CodeQL documentation
CodeQL resources

CodeQL 2.24.2 (2026-02-20)

This is an overview of changes in the CodeQL CLI and relevant CodeQL query and library packs. For additional updates on changes to the CodeQL code scanning experience, check out the code scanning section on the GitHub blog, relevant GitHub Changelog updates, changes in the CodeQL extension for Visual Studio Code, and the CodeQL Action changelog.

Security Coverage

CodeQL 2.24.2 runs a total of 491 security queries when configured with the Default suite (covering 166 CWE). The Extended suite enables an additional 135 queries (covering 35 more CWE).

CodeQL CLI

Bug Fixes

  • Fixed SARIF output to generate RFC 1738 compatible file URIs. File URIs now always use the file:/// format instead of file:/ for better interoperability with SARIF consumers.

Query Packs

Bug Fixes

C#

  • The cs/web/missing-token-validation (“Missing cross-site request forgery token validation”) query now recognizes antiforgery attributes on base controller classes, fixing false positives when [ValidateAntiForgeryToken] or [AutoValidateAntiforgeryToken] is applied to a parent class.

Language Libraries

Bug Fixes

Python

  • Using = as a fill character in a format specifier (e.g. f"{x:=^20}") now no longer results in a syntax error during parsing.

Breaking Changes

Golang

  • The BasicBlock class is now defined using the shared basic blocks library. BasicBlock.getRoot has been replaced by BasicBlock.getScope. BasicBlock.getAPredecessor and BasicBlock.getASuccessor now take a SuccessorType argument. ReachableJoinBlock.inDominanceFrontierOf has been removed, so use BasicBlock.inDominanceFrontier instead, swapping the receiver and the argument.

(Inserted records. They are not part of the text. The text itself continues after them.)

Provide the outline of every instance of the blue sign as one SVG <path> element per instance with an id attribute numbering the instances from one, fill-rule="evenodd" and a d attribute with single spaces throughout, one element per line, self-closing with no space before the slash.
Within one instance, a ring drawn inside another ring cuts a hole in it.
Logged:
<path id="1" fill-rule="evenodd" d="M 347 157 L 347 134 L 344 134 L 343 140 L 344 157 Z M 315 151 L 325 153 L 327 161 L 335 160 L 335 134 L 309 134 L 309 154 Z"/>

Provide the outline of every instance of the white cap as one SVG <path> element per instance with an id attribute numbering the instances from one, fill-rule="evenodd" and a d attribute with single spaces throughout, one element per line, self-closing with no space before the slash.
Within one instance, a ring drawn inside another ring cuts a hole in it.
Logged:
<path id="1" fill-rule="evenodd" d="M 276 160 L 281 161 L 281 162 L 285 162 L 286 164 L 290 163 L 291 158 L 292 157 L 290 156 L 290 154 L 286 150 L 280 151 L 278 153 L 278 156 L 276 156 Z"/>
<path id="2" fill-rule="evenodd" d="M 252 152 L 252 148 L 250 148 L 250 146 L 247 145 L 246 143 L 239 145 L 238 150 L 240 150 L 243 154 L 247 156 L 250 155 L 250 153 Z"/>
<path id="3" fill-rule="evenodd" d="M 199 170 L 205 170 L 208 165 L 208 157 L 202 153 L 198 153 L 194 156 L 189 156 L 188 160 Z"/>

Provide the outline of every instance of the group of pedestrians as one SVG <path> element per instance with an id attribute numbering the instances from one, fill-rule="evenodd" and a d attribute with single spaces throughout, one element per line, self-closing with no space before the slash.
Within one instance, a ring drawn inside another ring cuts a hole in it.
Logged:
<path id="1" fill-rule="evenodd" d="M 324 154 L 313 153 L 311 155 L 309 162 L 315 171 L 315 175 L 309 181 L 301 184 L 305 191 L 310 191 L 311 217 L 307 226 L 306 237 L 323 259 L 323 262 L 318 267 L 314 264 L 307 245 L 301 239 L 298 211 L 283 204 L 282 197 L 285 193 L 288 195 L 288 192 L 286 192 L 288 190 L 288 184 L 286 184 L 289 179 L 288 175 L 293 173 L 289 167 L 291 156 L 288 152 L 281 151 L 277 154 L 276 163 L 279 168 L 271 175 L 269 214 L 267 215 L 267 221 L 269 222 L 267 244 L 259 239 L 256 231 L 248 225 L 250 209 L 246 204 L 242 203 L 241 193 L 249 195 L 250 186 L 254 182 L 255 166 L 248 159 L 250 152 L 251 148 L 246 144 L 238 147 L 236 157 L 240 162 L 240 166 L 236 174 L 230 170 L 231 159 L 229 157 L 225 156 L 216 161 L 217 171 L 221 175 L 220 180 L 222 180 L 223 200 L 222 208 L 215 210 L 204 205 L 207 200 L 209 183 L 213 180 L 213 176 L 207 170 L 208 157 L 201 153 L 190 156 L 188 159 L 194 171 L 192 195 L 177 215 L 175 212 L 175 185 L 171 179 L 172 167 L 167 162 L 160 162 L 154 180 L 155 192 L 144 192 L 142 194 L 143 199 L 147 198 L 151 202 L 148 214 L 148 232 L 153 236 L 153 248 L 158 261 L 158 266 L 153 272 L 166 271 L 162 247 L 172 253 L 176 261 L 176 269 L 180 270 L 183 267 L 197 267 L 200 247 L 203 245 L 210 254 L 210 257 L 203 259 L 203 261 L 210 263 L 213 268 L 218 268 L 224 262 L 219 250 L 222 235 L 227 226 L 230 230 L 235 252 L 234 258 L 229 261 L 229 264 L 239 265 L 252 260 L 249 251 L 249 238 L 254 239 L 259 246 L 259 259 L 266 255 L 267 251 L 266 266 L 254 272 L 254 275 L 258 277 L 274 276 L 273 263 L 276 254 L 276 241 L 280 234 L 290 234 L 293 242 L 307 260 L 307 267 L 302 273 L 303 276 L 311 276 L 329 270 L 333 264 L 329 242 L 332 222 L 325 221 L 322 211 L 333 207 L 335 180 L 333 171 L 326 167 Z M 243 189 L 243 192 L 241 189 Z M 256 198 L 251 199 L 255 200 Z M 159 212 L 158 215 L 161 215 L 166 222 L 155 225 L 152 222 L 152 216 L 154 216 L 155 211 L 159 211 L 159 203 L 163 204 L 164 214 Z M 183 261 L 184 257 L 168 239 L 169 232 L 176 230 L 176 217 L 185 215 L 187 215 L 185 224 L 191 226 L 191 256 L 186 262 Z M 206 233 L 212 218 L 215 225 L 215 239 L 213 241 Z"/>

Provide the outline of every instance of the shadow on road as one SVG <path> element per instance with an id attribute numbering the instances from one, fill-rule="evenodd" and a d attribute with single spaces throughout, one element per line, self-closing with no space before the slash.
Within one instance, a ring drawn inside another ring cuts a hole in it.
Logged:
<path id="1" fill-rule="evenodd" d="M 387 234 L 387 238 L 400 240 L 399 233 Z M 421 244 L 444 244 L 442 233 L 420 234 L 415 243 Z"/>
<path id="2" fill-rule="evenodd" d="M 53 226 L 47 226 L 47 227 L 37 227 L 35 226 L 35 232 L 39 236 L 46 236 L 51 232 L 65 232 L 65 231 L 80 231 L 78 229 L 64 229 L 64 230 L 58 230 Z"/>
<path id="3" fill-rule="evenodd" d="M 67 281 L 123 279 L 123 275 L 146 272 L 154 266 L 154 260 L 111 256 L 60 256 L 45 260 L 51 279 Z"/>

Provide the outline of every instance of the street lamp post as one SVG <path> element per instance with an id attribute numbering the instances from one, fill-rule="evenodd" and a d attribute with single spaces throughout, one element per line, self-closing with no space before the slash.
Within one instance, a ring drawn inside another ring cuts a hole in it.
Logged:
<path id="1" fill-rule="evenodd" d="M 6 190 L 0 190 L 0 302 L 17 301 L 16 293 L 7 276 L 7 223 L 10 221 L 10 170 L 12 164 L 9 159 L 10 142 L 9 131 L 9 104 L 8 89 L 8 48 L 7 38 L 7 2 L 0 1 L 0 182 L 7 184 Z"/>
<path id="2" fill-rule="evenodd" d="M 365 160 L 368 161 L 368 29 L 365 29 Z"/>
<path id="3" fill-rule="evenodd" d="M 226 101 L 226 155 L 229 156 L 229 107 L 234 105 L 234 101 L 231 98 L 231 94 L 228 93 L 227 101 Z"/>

Major Analysis Improvements

Golang

  • Go 1.26 is now supported.

Minor Analysis Improvements

C/C++

  • Added remote flow source models for the winhttp.h windows header and the Azure SDK core library for C/C++.

C#

  • The model for System.Web.HttpUtility has been modified to better model the flow of tainted URIs.

  • C# 14: Added support for extension members in the extractor, QL library, data flow, and Models as Data, covering extension methods, properties, and operators.

Java/Kotlin

  • Using a regular expression to check that a string doesn’t contain any line breaks is already a sanitizer for java/log-injection. Additional ways of doing the regular expression check are now recognised, including annotation with @javax.validation.constraints.Pattern.

  • More ways of checking that a string matches a regular expression are now considered as sanitizers for various queries, including java/ssrf and java/path-injection. In particular, being annotated with @javax.validation.constraints.Pattern is now recognised as a sanitizer for those queries.

  • Kotlin versions up to 2.3.10 are now supported.

Python

  • Added request forgery sink models for the Azure SDK.

  • Made it so that models-as-data sinks with the kind request-forgery contribute to the class Http::Client::Request which represents HTTP client requests.

Deprecated APIs

Java/Kotlin

  • The UnreachableBlocks.qll library has been deprecated.

  • Renamed the following predicates to increase uniformity across languages. The getBody predicate already existed on LoopStmt, but is now properly inherited.

    • UnaryExpr.getExpr to getOperand.

    • ConditionalExpr.getTrueExpr to getThen.

    • ConditionalExpr.getFalseExpr to getElse.

    • ReturnStmt.getResult to getExpr.

    • WhileStmt.getStmt to getBody.

    • DoStmt.getStmt to getBody.

    • ForStmt.getStmt to getBody.

    • EnhancedForStmt.getStmt to getBody.